La jeunesse nantaise est de nouveau frappée par la brutalité des narcotrafiquants. Deux individus ont récemment été placés en garde à vue dans le cadre d'une enquête sur la séquestration et les violences infligées à un adolescent de 16 ans, survenue fin mai à Nantes, révélée vendredi par le procureur de la République de Rennes, Frédéric Teillet.
Le 25 mai, aux alentours de 2 heures du matin, un mineur originaire d'Angers, en fugue, a été blessé d'une balle au mollet, dans une rue tristement célèbre pour son activité de deal. Frédéric Teillet a précisé que cette agression était marquée par des rivalités liées au narcotrafic.
Séquestration sous menace
Initialement, les investigations ont révélé que la victime avait été séquestrée « sous la menace d’une arme » dès la veille. Pendant sa détention, il a subi des actes dégradants, y compris des violences physiques et des humiliations.
L'enquête, dirigée par le service interdépartemental de police judiciaire, a permis d'identifier deux suspects, âgés de 19 et 22 ans, de nationalité française, l'un d'eux possédant des origines algériennes, et déjà impliqués dans des affaires criminelles.

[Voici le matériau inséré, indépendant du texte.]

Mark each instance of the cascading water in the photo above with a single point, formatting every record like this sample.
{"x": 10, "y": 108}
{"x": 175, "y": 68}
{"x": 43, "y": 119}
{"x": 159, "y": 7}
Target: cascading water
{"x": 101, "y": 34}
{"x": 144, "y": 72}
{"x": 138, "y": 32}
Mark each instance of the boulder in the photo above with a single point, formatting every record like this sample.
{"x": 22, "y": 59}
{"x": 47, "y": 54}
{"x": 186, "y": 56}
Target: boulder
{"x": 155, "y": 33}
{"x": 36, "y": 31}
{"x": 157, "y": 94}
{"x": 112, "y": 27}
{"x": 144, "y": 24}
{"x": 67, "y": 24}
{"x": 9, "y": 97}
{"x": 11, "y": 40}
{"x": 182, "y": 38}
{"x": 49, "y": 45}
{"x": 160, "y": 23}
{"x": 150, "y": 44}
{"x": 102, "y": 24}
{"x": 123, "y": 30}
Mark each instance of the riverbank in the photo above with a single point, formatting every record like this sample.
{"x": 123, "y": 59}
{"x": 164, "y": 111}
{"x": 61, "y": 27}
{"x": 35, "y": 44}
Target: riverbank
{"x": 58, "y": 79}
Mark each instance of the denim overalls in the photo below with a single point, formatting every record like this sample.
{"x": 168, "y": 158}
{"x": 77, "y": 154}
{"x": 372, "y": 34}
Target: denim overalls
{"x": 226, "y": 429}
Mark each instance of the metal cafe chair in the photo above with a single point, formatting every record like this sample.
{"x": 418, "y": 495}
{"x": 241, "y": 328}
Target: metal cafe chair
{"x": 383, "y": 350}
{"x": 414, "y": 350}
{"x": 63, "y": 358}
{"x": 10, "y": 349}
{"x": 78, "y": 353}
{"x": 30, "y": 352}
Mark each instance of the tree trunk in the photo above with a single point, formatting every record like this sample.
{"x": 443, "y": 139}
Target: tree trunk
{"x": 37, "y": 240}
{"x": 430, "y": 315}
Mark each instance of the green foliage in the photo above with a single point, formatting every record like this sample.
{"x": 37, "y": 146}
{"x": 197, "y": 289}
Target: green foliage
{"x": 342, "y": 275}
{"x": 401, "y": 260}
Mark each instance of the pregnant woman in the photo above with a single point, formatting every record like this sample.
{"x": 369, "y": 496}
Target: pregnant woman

Alors qu'initialement un seul suspect avait été interpellé, le procureur a confirmé qu'ils étaient tous deux désormais en garde à vue. L'un a été arrêté dans un bois à Nantes, tandis que le second a été extrait d’une maison d’arrêt.
Une série de violences alarmante
Le magistrat a annoncé l'éventualité de l'ouverture d'une information judiciaire samedi, évoquant la présentation des suspects pour plusieurs chefs d'accusation, parmi lesquels la participation à une association de malfaiteurs en lien avec des crimes de séquestration et de torture.
Depuis la fin du mois d'avril, Nantes a été le théâtre d'une escalade de violences liées au trafic de drogue, faisant quatre morts, dont un adolescent de seulement 14 ans. Des experts du domaine soulignent l'urgence d'une réponse globale face à cette violence endémique : « La situation nécessite une action concertée entre les autorités locales et nationales pour restaurer la sécurité », préconise un responsable de l'Observatoire des violences urbaines.